The only problem with having a ruthlessly regimented morning routine is that even the slightest outside influence can throw you completely. Having wrestled the routine back to a steady 24 minutes, my mornings have been calm affairs lately.
This morning - turmoil. I woke to the sound of the bathroom door closing. What was this? Surely not - Buzz - at this hour? Can't be? Must be, shit, it is. What to do now?
There seemed to be two options, stay in bed until Buzz was clear of the bathroom and apply the accepted morning methodology then OR get up and improvise.

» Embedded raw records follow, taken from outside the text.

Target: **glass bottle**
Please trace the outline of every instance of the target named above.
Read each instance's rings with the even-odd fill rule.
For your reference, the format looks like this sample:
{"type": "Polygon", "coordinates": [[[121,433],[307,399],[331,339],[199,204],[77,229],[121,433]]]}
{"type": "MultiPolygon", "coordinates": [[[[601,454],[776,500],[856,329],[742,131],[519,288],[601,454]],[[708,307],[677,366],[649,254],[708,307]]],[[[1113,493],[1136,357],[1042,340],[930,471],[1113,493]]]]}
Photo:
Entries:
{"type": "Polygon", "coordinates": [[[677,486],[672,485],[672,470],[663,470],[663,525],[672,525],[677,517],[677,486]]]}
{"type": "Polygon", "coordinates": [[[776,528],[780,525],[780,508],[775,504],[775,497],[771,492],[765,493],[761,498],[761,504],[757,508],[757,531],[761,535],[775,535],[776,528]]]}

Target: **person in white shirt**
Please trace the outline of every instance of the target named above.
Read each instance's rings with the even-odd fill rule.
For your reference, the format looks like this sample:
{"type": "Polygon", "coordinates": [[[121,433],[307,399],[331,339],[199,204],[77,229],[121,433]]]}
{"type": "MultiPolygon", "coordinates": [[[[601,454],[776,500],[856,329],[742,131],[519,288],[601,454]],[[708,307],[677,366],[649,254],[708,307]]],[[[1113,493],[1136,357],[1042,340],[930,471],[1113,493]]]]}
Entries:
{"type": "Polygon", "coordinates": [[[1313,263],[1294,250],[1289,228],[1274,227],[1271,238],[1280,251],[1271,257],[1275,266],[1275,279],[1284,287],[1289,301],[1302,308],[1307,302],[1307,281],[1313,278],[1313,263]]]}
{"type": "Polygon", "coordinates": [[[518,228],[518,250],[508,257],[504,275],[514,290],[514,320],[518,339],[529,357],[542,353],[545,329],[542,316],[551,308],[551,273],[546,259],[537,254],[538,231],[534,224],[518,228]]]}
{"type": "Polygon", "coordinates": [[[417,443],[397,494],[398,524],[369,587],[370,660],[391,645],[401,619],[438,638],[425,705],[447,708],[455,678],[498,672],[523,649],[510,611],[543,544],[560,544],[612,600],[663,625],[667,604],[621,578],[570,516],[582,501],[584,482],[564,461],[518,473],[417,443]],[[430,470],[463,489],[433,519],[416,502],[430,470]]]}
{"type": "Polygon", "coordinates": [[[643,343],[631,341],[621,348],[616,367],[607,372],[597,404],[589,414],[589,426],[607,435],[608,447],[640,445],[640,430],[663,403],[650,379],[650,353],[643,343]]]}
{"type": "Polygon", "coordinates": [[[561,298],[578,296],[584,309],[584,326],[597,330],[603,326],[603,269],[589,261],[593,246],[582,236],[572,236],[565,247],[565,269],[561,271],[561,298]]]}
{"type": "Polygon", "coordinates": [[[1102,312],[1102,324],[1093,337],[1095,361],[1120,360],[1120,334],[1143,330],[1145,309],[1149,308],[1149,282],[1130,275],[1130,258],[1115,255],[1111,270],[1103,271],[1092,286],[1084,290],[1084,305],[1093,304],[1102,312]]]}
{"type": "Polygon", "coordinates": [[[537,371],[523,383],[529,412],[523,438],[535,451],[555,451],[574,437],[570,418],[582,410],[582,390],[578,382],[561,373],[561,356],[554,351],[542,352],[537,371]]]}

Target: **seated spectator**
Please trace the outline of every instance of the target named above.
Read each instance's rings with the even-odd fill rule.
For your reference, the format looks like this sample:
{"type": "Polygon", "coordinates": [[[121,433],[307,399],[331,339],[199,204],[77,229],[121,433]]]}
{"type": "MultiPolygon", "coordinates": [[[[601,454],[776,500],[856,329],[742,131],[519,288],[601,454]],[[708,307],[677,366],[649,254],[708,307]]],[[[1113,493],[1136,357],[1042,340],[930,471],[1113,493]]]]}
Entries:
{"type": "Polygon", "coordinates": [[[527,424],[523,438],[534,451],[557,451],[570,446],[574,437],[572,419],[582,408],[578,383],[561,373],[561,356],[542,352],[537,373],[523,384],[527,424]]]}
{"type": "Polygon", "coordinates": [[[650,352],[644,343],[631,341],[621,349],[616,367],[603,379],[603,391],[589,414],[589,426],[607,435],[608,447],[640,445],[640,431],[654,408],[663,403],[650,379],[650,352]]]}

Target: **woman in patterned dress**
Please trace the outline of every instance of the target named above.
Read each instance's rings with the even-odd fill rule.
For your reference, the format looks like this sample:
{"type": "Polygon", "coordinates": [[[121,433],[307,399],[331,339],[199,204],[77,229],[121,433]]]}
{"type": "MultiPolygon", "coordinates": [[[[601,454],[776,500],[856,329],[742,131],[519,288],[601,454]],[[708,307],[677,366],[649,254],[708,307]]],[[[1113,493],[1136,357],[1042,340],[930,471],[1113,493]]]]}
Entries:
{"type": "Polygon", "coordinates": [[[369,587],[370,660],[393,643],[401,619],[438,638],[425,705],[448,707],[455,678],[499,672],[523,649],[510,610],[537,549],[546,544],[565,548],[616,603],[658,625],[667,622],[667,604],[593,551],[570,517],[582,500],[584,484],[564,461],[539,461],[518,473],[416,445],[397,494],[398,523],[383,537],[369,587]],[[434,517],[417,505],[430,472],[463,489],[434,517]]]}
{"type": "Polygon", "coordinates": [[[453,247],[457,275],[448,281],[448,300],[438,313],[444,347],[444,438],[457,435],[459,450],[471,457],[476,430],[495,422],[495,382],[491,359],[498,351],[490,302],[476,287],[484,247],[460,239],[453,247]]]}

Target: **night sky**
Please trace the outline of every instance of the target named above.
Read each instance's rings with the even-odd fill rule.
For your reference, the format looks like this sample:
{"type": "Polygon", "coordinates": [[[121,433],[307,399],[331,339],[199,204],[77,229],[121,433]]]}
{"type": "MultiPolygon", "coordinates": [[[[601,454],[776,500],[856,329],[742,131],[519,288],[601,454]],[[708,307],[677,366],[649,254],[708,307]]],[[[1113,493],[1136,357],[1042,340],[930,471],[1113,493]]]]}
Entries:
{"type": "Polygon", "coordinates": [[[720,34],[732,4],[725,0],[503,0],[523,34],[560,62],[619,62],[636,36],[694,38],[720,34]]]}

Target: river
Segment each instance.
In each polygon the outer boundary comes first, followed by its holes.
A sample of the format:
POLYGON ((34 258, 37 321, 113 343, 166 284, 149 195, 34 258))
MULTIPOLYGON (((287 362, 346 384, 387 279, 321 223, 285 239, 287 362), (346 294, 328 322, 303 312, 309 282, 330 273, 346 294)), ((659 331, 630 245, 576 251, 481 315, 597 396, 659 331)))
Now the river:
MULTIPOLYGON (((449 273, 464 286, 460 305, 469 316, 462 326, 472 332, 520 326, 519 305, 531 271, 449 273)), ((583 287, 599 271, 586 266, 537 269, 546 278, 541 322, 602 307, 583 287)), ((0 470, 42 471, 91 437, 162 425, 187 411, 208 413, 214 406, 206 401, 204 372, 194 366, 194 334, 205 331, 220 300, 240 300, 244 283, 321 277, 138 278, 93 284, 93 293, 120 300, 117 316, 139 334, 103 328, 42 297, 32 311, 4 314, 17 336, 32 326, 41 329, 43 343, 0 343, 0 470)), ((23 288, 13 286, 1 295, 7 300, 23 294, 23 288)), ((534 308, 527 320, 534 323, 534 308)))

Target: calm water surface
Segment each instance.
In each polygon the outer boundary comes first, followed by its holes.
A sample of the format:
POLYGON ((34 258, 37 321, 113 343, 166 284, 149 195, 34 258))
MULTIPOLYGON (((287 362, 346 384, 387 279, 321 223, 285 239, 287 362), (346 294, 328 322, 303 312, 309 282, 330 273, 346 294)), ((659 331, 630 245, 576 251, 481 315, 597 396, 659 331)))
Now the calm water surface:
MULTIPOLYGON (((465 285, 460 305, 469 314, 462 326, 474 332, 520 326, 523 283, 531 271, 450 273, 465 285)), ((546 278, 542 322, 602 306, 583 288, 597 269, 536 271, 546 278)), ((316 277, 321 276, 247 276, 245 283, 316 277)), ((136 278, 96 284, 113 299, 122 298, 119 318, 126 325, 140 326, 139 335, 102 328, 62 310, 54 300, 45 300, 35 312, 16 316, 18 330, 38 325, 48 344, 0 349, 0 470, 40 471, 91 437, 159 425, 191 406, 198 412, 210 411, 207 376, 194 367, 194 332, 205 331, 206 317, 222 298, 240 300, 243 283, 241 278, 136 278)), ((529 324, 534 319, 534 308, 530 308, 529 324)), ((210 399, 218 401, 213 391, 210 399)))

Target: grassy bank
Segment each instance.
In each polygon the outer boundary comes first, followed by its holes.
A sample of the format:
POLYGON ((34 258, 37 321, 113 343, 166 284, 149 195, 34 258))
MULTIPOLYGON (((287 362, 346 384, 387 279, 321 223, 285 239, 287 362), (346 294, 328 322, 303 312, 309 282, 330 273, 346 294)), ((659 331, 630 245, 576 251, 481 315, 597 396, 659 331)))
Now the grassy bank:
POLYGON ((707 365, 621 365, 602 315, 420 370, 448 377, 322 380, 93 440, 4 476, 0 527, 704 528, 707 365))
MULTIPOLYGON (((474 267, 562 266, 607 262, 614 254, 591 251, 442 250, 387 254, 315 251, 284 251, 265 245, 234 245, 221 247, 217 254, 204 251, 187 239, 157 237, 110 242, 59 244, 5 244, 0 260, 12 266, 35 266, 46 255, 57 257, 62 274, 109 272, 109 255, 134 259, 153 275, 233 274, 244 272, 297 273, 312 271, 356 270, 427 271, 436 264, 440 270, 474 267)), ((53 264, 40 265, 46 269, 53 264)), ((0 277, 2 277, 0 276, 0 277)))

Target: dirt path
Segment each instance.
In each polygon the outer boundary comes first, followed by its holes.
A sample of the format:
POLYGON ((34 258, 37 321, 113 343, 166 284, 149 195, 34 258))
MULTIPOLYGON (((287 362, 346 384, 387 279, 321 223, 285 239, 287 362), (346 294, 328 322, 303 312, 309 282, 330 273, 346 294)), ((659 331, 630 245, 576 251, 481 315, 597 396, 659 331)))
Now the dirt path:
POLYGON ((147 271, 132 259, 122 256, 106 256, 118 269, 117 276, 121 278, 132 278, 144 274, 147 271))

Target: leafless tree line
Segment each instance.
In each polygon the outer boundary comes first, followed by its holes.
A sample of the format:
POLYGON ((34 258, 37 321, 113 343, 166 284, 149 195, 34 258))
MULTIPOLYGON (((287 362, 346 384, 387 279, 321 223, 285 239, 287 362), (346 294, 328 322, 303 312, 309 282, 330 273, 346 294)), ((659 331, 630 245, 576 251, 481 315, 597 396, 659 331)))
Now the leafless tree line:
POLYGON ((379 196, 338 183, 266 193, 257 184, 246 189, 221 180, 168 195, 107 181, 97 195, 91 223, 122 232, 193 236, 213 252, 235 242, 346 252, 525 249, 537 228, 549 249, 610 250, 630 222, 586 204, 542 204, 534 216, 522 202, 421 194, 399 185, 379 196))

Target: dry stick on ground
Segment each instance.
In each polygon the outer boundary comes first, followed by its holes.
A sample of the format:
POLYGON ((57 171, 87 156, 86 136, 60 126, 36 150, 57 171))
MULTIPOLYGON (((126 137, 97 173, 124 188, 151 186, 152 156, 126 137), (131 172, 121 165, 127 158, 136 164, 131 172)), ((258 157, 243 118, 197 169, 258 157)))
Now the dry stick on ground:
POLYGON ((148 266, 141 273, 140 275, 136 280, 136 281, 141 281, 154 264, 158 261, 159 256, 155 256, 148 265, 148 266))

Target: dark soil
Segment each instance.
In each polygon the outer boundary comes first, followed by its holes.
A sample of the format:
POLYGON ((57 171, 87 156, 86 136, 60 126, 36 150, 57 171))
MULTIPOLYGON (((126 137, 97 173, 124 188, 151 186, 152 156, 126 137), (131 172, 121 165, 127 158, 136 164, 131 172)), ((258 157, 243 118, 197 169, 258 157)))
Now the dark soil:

When you have as much confidence in your ability to break 25 minutes in the morning as I do - you don't leave any time in the budget. So - option one was out, I had to improvise to make up this contingent lost ground.
What a disaster. Things that were supposed to help - didn't. I put the boxers, socks, belt and cuff links out on the bed, made and poured the coffee. Still waiting. Suit jacket out of wardrobe, hanging on door - that will pull back a few seconds I thought. Still waiting, phone and wallet put into suit jacket pocket. At last the bathroom door opened.
Shaved, went to pour coffee, got half way out the door and realised I had already done that. Showered, teeth etc as usual. Then it was time to get dressed, pulled a pair of boxers and socks from the customary shelves, put on trousers, left foot then right foot for the shoes, went to bedside shelves - where are my cuff links? Ah, on the bed, that seemed wrong - but OK - I'll ride with the changes.
Go to sit on bed to tie shoe laces and put on cuff links. Halt! Return the pre-prepared but overlooked pair of boxers and socks back to their customary shelves. Proceed. Coffee is only luke warm damn it (poured to early in the piece).
Go to leave, wallet, oh shit, not again, where the hell is my wallet? Brief panic attack. That's right - it's in my damned jacket.
Everything I had done to try to save time outside of the normal routine was spurious; every attempt ended up costing me time. I had made myself alien to my own process - and despite the best of intentions - the experiment failed, badly.
I am not inflexible - I just know what I like and I like what I know! And I know what works for me.